Cathédrale de Fribourg: un poste délicat pour l'abbé Philippe Blanc

Philippe Blanc, nouveau curé de la cathédrale de Fribourg à partir du 1er octobre 2020, reprend un ministère sur le fil du rasoir. Ancien curé de la cathédrale de Monaco, le prêtre français est coutumier de la Suisse. Il est aussi connu à Fribourg pour y avoir géré des dossiers sensibles par le passé. Regards croisés sur son parcours.

Question brûlante depuis plusieurs mois. Qui sera le futur curé de la cathédrale de Fribourg? En août 2020, le nom de Philippe Blanc est évoqué dans les paroisses de la capitale. L’information est confirmée sur Radio Fribourg, puis par le diocèse de Monaco. Du côté du vicariat épiscopal de Fribourg et l’évêché de Lausanne, Genève et Fribourg: pas de communication. La prudence semble de mise, suite aux affaires successives qui ont miné la cathédrale. La nomination officielle sera annoncée le 1er octobre 2020.

«Une grande écoute»

L’abbé Blanc n’est pas un inconnu dans la ville des Zähringen. Il y fut curé modérateur entre 2015 et 2018. Le qualificatif qui ressort particulièrement à son propos: «Une grande écoute». Quelques personnes qui ont collaboré avec lui durant cette période ont accepté d’en dire davantage.

«La première chose qui m’a frappé chez lui, c’est sa capacité à tenir sa place de curé dans une réunion de conseil de paroisse», lance Gilbert Dévaud, président du conseil de la paroisse fribourgeoise de Ste-Thérèse de Lisieux. «D’après les statuts, le curé à une voix consultative au sein du conseil. Philippe Blanc a parfaitement intégré ce paramètre: il ne s’est jamais mêlé à nos discussions, mais il a toujours été à l’écoute, sans s’imposer». Et le président de paroisse d’ajouter: «Quand il prêchait, par contre, c’est nous qui l’écoutions. Car ses homélies étaient extraordinaires».

«Doué pour désamorcer les conflits»

«Très agréable dans la collaboration, très organisé, très à l’écoute et très disponible», énumère Marie-Hélène Dey-Bugnon, secrétaire de l’UP Saint-Joseph. «C’était quelqu’un de calme, posé, droit, mais avec du caractère: si quelque chose n’était pas convenable, il le signalait. Il était doué pour désamorcer les conflits».

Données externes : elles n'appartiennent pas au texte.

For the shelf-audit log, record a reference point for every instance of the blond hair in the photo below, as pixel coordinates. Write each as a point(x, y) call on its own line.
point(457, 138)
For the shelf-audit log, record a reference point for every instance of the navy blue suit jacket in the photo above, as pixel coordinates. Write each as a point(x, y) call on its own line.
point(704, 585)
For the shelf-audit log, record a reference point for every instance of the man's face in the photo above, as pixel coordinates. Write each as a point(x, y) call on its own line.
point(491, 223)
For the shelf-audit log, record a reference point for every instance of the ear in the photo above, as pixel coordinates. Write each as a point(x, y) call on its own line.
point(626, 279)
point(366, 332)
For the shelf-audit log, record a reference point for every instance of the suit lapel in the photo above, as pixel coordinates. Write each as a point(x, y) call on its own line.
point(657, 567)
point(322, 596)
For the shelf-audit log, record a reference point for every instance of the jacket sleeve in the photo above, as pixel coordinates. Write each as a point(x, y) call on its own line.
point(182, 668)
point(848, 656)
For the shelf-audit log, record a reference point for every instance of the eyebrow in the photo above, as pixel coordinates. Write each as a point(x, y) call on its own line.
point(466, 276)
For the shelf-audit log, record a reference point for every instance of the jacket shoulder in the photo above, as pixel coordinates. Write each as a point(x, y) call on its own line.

Les conflits n’ont pas manqué. A Fribourg, Philippe Blanc a dû mener la fusion de deux unités pastorales, regroupant ainsi cinq clochers, sur quatre communes, avec autant de mentalités propres et de fonctionnements différents. «Oui, c’était osé de la part de Mgr Morerod de confier ce dossier à un non-Fribourgeois. J’imagine qu’il a opté pour quelqu’un qui avait l’avantage d’avoir un regard neuf sur la situation», suppose l’abbé Blanc, gardant de cette période «une expérience magnifique, du point de vue pastoral» et «une joie dans le travail avec les prêtres, agents pastoraux laïcs, les conseillers de paroisse» pour parvenir à créer l’UP Saint-Joseph.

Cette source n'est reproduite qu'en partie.